# Old generator got rained on



## Mark123 (Feb 20, 2020)

I have an old (30 years) 4000 watt 8hp generator. It worked fine until it got rained on while running. I opened it up and it seems very simple inside. There is continuity between both hot wires and ground. Brushes are fine. Only 1 little electronic thing in there. Any idea what might be the problem. Not getting any voltage at either of the hot wires and ground (tested before the circuit breakers with engine running). Thanks


----------



## tabora (Sep 6, 2018)

That "little electronic thing" is likely the "BOARD, Circuit - Bridge Rectifier #66850 " and they don't like getting wet. And also appear to be No Longer Available. Here's a link to a likely substitute: https://www.partsfortechs.com/asapcart/index.php?main_page=product_info&products_id=857* See the notes on the linked page...*


----------



## Melson (Dec 8, 2019)

No, @iowagold, that is not a common problem. But it does happen. Generac might feel compelled to explain it for the sake of unenlightened small generator owners. Owners who might do more damage than good and then blame the manufacturer. Or maybe Generac spec's highly stressed components that run at their limits? 

Unlike typical small generator problems caused by ignorance (what we called 'user abuse'), for example, the ubiquitous carburetor clog / stale gas / improper storage technique, yada yada,

... (before you jump in with the old 'use a gasoline additive' suggestion please do a deep dive investigation on that sorry topic- it's complex and, on some forums, at least, not fully understood)... 

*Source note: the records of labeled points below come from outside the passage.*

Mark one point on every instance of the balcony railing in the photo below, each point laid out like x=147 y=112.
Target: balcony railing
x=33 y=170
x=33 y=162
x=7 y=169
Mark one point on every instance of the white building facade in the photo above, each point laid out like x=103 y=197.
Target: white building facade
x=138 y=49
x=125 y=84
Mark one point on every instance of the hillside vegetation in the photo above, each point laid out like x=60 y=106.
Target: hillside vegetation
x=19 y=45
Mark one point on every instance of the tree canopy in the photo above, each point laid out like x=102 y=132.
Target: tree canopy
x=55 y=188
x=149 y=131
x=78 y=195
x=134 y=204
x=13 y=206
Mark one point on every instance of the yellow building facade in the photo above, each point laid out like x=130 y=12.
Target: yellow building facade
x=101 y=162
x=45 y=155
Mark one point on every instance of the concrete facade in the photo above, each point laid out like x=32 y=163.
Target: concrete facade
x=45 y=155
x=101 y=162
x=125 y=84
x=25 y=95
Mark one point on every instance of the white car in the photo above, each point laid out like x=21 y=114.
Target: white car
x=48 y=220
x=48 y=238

the loss of residual magnetism is more typically caused by electrical / electronic malfunction, and /or environmental issues.

In this case the OP allowed water contact while the electrical components were energized. As tabora says, electricity and water don't play well together.


----------



## Mark123 (Feb 20, 2020)

Is there any testing I can do with my multimeter, at brushes or rectifier terminals etc...how do these old generators work? Why is there a rectifier involved, aren't they needed to make DC current. Thanks


----------



## Mark123 (Feb 20, 2020)

I tried flashing it by turning an electric drill backwards with a cordless drill, no help. Then I tried suppling 12 volts to brushes while running and output was only around 4 volts. Does this mean it is toast.


----------



## HarryN (Jun 2, 2018)

If the engine will still run acceptably, you could take the generator head off and power an alternator to make DC.

Use the DC to charge a battery and run an inverter.


----------